Remembering Phil Ochs’s ‘Gunfight at Carnegie Hall’

Gunfight At Carnegie Hall, the last album protest singer Phil Ochs released before he took his own life on April 9, 1976, contains songs recorded at his infamous, gold-suited, bomb-threat-shortened Carnegie Hall concert in New York City on March 27, 1970, 47 years ago today.

Phil Ochs, circa 1976. (Photo via Creative Commons/Wikimedia)
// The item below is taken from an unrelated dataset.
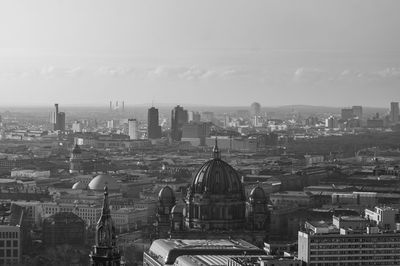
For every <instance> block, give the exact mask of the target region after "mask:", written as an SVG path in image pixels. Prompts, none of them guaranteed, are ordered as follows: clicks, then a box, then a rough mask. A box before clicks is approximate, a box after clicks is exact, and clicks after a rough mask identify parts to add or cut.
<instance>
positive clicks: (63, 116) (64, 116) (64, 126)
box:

It was the most notorious performance of his career, and I happened to be in the audience.

Spring in the city

I was just 16 and visiting New York City with my best friend Lisa. The two of us were suburban antiwar hippie chicks who loved Ochs and his music. Although we had yet to see him in concert, we listened to his albums for hours and knew his songs by heart. He was no Bob Dylan, of course, but songs like “I’m Not Marching Anymore” and “There But For Fortune” were heartfelt and evocative and could move you to tears. He had a funny side, too, which came out on silly, self-mocking songs like “Love Me, I’m A Liberal.”

It didn’t hurt that, unlike Dylan, Ochs had a conventionally lovely voice and was really cute in a scruffy, sincere, heart-on-his-sleeve kind of way.